This is an *excellent article* (thanks for pointing it out) and highly recommended. It'd be nice to know what JR and/or other gurus think of his (ingenious whether accurate or not) method of producing a usable superbias for CMOS cameras.
I honestly cannot really comment properly, because none of the example images he shows have full size versions. Only the tiny reproductions in the article. Without looking at the result of the real master minus the superbias at 100% scale, especially with an appropriate stretch applied (something on par with the kind of REAL stretch you might apply to an integrated image), you cannot really know exactly what junk may be left in your data to add noise and maybe even behave as a fixed pattern.
The problem with FPN is it's impact is often "silent", for lack of a better word. Most people wouldn't know that, or how, FPN was affecting their results. The only way to really SEE the impact is to progressively integrate more and more data, and then compare the results of each integration. If FPN is limiting you, this will become evident when you flip through such a progressive set of images. Initially, when flipping through such as tack, you will see that the noise pattern in each successively deeper integration continues to change. Eventually, though, you will start to notice that a particular pattern of noise, and this "pattern" may visually appear to be totally spatially random, changes less and less the more you stack. Eventually it will stop changing at all...no matter how much more you stack. THIS is what FPN does...it puts a cap on your potential SNR.

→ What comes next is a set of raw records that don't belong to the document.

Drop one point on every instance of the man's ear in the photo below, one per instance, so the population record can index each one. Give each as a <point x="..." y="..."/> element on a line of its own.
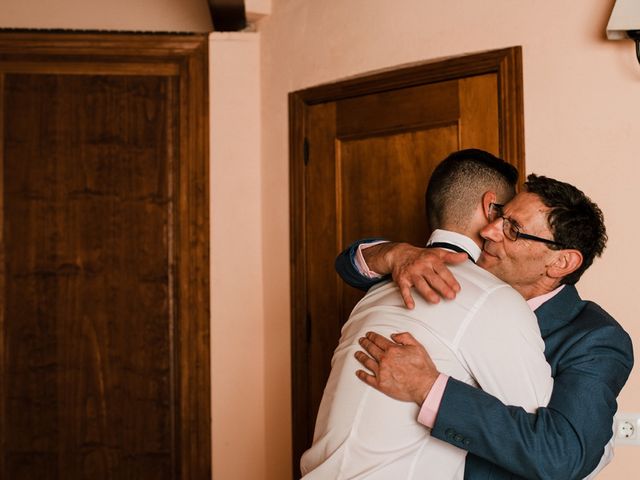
<point x="566" y="262"/>
<point x="488" y="197"/>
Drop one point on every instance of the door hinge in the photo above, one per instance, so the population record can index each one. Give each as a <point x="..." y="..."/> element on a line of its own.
<point x="305" y="151"/>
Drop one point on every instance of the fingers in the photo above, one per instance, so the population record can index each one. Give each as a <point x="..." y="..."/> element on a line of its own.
<point x="378" y="340"/>
<point x="367" y="362"/>
<point x="407" y="298"/>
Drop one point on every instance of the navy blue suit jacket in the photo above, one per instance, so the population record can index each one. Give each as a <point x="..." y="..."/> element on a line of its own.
<point x="591" y="357"/>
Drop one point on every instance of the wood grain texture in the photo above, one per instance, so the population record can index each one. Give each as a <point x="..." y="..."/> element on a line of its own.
<point x="105" y="332"/>
<point x="373" y="142"/>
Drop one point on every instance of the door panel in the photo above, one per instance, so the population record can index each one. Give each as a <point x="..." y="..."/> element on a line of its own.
<point x="362" y="151"/>
<point x="104" y="355"/>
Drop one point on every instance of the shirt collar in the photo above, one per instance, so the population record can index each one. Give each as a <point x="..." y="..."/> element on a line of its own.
<point x="535" y="302"/>
<point x="458" y="239"/>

It's a subtle and largely invisible issue, though, because ... few people (maybe no one at all) ... ever actually try to progressively integrate their data and see what they get as they stack more and more. I've never read of any articles of anyone else doing it, so concretely I think I may be the only nutjob weird enough to even try. Most people...simply integrate teh data they have. So they only see the result of stacking everything. A single sample cannot tell you anything about the progressive change in noise profile as more and more data is integrated, though. Very subtle and very invisible problem.
So despite the article above, which doesn't really seem to properly evaluate the impact on the final result of using a superbias, my strong recommendation is still: NEVER. Use a proper master bias. They really are not that hard. A hundred frames will usually do, unless you are stacking hundreds of lights or more. You can acquire a hundred bias frames in a heartbeat. Integrating them shouldn't take more than a few minutes. Then you are done. You don't have to spend EXTRA time creating a superbias from this, you don't have to waste any braincells worrying if the superbias might be making your data worse. Just stack a hundred biases and your done.